私たちは、それぞれ独立した個人だと思っています。しかし同時に、個人は「不完全で弱い存在」でもあり、一人では生きていくことができません。どんな人でも必ず他の人との相互の助け合いを必要とし、お互い人の世話にならない人はいません。ですから、私たち個人は「相互依存的個人」とか「相互的個人」と言えるのではないでしょうか。
個人主義がさかんな現代に、一方で「共同体」(コミュニティ)というものの意義が強く思い起こされている理由がここにあります。共同体とは、個人を超える「いのちの相互交流の集まり」です。そのために私たちは、生産物や知識、情報、感性、価値を開発し蓄えていきます。それらを通じ、共同体の場で、私たちは歴史から、先人から、先祖から、いのちを受け継ぎ、お互いのいのちを支え合い、豊かな愛着と情緒のつながりを求めます。それがあってやっと、子孫をよりよく育てていくことができます。
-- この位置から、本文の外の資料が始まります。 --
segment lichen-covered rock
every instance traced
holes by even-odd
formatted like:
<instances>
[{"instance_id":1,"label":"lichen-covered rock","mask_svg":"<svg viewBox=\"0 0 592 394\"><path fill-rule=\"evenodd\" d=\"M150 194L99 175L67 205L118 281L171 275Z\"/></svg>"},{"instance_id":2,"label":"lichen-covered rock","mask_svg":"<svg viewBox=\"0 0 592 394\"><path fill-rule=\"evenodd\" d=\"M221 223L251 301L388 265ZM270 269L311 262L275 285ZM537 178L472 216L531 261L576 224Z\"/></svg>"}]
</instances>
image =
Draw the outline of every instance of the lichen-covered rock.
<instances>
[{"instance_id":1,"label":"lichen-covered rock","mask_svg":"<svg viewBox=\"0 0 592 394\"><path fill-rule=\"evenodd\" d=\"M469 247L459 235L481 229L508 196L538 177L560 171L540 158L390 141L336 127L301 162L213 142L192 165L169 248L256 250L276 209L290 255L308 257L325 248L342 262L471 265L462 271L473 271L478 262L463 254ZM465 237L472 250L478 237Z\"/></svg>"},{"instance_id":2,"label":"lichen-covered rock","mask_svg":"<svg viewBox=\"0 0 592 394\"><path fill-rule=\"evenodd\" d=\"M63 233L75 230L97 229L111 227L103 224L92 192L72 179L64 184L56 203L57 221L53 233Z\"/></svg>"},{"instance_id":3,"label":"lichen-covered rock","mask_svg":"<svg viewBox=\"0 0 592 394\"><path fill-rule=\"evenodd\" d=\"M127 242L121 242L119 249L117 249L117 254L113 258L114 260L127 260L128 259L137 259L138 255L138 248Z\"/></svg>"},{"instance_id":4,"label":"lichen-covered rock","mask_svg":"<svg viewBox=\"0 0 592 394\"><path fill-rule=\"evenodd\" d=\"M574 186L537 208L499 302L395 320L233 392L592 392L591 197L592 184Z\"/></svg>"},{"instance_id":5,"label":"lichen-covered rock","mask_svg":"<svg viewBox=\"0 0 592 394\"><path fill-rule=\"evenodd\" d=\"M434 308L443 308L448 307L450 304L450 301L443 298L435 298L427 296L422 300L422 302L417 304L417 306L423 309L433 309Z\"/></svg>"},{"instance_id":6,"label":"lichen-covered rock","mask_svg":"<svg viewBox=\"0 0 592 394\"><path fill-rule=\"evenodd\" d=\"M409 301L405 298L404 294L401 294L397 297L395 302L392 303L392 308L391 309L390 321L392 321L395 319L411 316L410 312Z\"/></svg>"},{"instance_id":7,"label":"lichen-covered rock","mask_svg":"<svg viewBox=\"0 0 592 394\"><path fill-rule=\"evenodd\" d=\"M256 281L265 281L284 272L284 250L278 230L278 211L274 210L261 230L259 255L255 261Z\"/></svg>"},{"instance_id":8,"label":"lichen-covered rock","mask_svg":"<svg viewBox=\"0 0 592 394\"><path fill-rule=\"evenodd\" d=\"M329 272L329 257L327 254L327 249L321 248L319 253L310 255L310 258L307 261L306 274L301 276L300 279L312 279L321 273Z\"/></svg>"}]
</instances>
いのちの集まりは、いろいろな「すがた」(相)で現れます。ですから、私たち個人がメンバーとなるコミュニティには、家族から地域、国家、地球へという広がりがあります。これらはだれもが所属し、必ずしも出入り自由ではありませんから、建物の土台のような不可欠の「基礎共同体」といえます。
これらのはざまに、出入り自由な「選択的共同体」が存在します(ただし現代の地域コミュニティでは、出入りは自由)。私たち各個人は、この基礎共同体に所属し、加えていくつもの「選択的な共同体」に所属しています。

新たな共同体、コミュニティは個人を生かすものでなければなりません。個人の自律を圧殺するのでは共同体としては失格です。むしろないほうがよいでしょう。
共同体とは、メンバーが「中心価値」を共有し、すすんでそれに献身するものです。この共有する中心価値が共同体(またメンバー)の目的となります。それは共同体に所属する個人が共通に受け入れる価値目的です。
そこで、共同体と個人との関係は応答的(責任を負う)関係です。その中でメンバー相互も応答的関係です。共同体は個人のニーズに応答する(責任をもつ)義務を負います。
パスポートには「日本国民たるこの人物をして貴国を安全に保護して通過させていただきたい」という意味の、日本国からの要請が書いてあります。ふだんは気がつきませんが、生命の安全保護を保障するという国家の(個人への)応答が行われているのです。他方、共同体のメンバーは、共同体のニーズに応答しなければなりません。共同体のニーズとは共同目的の実現です。
それはルールづくり、そのルールに基づくフェアプレー、正当な個人目的の保護、公共財(基本的人権、国土・自然資源、社会の制度、社会資本、文化、教育など)の生産と供給、それへの個人の参加です。これを通じて個人は相互扶助し合うのです。ここにメンバーの義務、つまり責任(応答すること)があります。
共同体(COMTY)とメンバーは応答し合い、その中でメンバーも相互応答するこれこそ新しいコミュニティ原理といえるのではないでしょうか。